El fuego no da tregua a los rusos

Rafael M. Mañueco MOSCÚ/COLPISA.

INTERNACIONAL

La histórica ola de calor y el humo de los incendios multiplica por dos la tasa de mortalidad en Moscú

10 ago 2010 . Actualizado a las 02:00 h.

Los rusos desconfían de la información oficial sobre la supuesta buena marcha de la lucha contra el fuego. Cualquier dato esperanzador se ve desmentido por la cruda realidad. Así sucedió, ayer cuando, después de que el domingo el Ministerio de Protección Civil anunciara que los incendios tendían a disminuir, la capital rusa apareciese otra vez envuelta en humo.

A lo largo del día el cielo empezó a ser de nuevo azul, después de días de color marrón, y una tenue brisa parecía anunciar que se avecinaba el final del suplicio que la polución infringe a las vías respiratorias y a los ojos.

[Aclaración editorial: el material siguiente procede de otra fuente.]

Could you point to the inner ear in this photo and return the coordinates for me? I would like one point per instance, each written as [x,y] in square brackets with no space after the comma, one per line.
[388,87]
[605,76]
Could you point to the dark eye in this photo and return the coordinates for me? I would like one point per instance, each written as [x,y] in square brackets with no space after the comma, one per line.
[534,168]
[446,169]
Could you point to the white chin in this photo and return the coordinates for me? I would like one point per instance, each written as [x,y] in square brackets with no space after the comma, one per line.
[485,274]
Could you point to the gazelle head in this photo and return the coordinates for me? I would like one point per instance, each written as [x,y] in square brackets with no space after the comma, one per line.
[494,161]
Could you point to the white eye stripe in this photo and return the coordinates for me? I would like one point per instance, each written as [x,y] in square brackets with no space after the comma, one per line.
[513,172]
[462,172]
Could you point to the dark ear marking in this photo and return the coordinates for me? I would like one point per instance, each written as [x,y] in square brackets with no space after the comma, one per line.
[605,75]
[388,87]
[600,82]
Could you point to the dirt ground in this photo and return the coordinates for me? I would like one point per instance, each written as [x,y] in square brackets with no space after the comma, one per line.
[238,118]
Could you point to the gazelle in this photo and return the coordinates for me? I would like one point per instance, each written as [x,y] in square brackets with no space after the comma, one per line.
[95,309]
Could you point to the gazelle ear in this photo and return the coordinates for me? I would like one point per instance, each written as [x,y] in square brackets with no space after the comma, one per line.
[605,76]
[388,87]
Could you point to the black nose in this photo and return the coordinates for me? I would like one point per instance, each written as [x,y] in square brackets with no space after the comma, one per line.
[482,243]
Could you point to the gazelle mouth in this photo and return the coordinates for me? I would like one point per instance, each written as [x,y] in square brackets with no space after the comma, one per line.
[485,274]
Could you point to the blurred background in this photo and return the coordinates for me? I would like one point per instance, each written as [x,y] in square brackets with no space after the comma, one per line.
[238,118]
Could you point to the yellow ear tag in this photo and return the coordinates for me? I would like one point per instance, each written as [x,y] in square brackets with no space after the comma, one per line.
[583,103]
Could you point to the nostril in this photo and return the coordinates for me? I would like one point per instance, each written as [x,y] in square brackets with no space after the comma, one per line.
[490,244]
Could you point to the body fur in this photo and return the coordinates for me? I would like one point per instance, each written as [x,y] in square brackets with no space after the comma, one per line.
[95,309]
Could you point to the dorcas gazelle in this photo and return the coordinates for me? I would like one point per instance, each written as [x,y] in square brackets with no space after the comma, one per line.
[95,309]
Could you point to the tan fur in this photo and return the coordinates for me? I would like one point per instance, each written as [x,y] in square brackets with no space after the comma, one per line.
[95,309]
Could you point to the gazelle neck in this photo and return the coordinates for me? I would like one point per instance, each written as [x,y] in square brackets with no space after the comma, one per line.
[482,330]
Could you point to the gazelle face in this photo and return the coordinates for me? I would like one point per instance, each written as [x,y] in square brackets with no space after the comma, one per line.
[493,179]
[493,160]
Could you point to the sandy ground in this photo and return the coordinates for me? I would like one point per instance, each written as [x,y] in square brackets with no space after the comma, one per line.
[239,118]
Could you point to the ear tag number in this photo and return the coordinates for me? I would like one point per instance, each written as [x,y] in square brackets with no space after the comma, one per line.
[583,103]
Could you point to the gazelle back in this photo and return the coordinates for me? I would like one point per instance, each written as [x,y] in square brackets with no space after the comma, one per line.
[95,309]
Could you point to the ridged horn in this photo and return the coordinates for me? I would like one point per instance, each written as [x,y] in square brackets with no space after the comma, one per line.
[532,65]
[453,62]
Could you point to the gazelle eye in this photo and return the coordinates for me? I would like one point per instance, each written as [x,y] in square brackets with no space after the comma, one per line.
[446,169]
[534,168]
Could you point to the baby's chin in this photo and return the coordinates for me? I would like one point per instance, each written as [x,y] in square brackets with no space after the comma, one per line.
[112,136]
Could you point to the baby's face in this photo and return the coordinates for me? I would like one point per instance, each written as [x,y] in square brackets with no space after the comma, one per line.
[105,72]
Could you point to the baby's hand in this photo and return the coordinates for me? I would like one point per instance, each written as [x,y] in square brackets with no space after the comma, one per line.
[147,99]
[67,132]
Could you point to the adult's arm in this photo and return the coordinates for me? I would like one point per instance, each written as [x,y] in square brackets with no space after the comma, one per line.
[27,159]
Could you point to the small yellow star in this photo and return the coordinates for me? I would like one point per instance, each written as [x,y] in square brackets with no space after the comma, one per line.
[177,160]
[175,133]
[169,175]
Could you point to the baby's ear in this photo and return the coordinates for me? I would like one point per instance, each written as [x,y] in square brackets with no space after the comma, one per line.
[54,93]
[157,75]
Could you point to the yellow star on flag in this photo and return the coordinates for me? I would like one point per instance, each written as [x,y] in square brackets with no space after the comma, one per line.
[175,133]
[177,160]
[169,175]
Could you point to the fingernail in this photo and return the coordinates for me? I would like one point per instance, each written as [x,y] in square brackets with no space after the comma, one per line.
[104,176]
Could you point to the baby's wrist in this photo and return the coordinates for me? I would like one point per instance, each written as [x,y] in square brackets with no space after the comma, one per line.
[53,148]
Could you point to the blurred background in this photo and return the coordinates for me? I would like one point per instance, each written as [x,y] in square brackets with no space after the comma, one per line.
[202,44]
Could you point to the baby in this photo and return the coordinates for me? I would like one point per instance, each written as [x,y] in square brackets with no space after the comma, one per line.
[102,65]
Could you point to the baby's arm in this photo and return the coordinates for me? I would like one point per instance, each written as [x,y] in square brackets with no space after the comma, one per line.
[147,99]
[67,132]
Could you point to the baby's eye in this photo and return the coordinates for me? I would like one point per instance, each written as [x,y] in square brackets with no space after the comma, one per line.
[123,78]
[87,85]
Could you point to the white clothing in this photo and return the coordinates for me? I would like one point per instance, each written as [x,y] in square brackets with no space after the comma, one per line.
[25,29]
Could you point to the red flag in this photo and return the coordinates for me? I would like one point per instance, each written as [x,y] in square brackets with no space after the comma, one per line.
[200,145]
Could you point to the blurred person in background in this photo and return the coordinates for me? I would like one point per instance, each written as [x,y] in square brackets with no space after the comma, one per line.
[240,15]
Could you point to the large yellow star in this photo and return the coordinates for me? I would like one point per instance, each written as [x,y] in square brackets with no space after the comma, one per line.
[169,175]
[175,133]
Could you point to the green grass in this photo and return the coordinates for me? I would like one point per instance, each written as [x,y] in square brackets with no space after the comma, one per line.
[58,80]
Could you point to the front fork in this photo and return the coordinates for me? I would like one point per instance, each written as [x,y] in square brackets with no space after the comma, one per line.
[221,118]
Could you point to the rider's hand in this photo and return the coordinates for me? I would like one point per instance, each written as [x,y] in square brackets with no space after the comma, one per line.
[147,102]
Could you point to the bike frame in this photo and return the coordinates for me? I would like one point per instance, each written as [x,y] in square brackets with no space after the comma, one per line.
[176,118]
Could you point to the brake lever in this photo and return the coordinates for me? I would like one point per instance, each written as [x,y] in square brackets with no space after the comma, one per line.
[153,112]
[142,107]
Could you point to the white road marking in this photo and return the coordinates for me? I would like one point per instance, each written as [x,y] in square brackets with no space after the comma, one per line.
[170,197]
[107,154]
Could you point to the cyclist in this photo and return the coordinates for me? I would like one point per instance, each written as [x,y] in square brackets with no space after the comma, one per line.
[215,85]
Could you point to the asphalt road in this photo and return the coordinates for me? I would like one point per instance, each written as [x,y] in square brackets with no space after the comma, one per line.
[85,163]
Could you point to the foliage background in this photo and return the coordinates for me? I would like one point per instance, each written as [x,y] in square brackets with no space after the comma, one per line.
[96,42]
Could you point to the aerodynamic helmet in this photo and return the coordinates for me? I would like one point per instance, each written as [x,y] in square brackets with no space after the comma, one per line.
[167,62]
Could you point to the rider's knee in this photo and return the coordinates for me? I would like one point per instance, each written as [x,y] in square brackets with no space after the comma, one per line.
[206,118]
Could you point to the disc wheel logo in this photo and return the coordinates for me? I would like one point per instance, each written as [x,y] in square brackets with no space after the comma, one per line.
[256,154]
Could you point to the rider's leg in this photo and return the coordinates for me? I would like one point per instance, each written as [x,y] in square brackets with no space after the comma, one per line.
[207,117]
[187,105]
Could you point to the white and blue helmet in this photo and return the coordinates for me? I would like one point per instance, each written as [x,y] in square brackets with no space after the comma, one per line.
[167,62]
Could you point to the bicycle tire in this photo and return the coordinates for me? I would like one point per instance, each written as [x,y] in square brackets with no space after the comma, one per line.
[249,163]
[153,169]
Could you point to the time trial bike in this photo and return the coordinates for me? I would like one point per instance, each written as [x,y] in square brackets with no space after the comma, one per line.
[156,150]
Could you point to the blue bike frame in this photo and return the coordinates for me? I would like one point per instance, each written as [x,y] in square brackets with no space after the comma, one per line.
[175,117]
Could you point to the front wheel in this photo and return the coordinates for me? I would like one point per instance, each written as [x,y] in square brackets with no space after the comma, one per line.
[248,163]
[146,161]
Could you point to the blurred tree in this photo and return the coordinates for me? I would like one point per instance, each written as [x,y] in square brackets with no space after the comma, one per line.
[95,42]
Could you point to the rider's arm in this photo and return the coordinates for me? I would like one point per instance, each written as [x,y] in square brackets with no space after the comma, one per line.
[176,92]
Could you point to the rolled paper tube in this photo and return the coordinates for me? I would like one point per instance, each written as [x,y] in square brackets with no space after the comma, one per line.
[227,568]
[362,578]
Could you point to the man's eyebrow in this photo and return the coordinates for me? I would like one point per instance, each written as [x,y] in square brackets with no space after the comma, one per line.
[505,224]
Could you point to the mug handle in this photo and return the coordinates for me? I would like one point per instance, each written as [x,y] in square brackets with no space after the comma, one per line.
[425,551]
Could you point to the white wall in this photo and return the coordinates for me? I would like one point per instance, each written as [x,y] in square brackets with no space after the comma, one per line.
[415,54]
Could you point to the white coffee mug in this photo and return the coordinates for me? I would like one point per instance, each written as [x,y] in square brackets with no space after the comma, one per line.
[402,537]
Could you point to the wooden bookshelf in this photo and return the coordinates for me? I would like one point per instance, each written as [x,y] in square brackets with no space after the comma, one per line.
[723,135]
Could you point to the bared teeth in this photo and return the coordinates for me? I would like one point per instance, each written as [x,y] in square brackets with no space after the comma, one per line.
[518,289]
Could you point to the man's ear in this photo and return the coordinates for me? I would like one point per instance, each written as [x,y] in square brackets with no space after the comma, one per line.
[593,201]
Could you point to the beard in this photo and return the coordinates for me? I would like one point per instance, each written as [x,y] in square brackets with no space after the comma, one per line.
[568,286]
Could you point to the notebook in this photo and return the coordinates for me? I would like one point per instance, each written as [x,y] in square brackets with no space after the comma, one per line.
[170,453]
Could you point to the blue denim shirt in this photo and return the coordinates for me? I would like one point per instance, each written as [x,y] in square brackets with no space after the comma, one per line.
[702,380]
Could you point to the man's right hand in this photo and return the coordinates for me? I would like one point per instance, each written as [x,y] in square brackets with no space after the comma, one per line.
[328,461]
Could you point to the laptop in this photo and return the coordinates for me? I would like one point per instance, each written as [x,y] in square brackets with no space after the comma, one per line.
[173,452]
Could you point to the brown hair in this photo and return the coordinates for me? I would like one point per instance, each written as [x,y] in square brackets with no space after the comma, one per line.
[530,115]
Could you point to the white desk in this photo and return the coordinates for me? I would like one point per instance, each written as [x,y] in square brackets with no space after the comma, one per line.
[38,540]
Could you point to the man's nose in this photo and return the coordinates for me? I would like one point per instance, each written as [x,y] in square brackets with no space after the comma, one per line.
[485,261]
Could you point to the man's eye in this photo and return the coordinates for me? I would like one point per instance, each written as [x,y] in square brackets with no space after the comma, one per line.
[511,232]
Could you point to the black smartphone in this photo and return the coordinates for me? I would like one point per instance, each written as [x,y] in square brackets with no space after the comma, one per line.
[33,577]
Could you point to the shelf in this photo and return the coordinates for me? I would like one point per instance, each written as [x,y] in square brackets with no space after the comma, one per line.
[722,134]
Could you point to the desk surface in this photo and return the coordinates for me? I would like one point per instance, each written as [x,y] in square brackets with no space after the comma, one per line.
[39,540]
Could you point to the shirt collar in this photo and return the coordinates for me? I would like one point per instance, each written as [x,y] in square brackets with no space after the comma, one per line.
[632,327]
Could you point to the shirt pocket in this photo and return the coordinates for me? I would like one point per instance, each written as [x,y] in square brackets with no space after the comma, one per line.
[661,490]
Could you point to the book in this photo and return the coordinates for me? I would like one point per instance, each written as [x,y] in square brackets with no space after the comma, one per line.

Pero no, al final de la tarde regresaba el manto de humo y el olor a combustión se colaba de nuevo en el interior de las casas.

La breve tregua que había permitido ventilar la enrarecida atmósfera de habitaciones cerradas durantes días a cal y canto tocaba su fin. De nuevo las viviendas moscovitas volvían a ser como saunas, con temperaturas superiores a las de la calle. Ayer descendieron solo hasta los 35 grados.

Según el ministro de Protección Civil, Serguéi Shoigu, «necesitamos viento, da lo mismo en qué dirección, pero viento que limpie la atmósfera».

La segunda mala noticia que ayer apesadumbró a los moscovitas fue que la mortalidad en la ciudad se ha duplicado. La dio Andréi Seltsovski, responsable del departamento de Sanidad del Ayuntamiento capitalino.

Según Seltsovski, «en condiciones normales la media de decesos diarios en Moscú se sitúa entre los 360 y los 380, pero ahora estamos alrededor de los 700». El funcionario municipal advirtió que ya están ocupadas 1.300 de las 1.500 plazas existentes en los depósitos de cadáveres de la ciudad, dando a entender que habrá que darse prisa en enterrar a los muertos.

Otro centro nuclear

El número de focos activos en la actualidad asciende a 557, tres más que el domingo, y amenazan otro centro nuclear más, el Mayak, en los Urales. Las autoridades rusas decretaron ayer el estado de emergencia en torno a este centro de procesamiento de desechos nucleares.

Mientras tanto, el presidente Dmitri Medvédev y el primer ministro Vladímir Putin centraban como de costumbre los informativos de las televisiones. El primero viajaba a la república de Mari-El, para interesarse por los trabajos de extinción, y Putin reunía a su Gabinete para constatar lo que para todos es ya evidente, que el país carece de medios suficientes para hacer frente a los incendios.

El viaje relámpago de Medvédev a Abjasia el domingo, para recordar la guerra con Georgia, en mitad de los fuegos ha levantado numerosas críticas de opositores y analistas. El politólogo Stanislav Belkovski cree que el régimen corrupto del tándem Medvédev-Putin no es ya capaz ni de apagar incendios. Ve a ambos dirigentes «agotados» y asegura que la Rusia actual se parece mucho a la Unión Soviética en la víspera de su desintegración.

Los separatistas chechenos se mofaban desde su web islámica de los sufrimientos de los habitantes de Moscú. «Mueren como moscas», rezaba el título.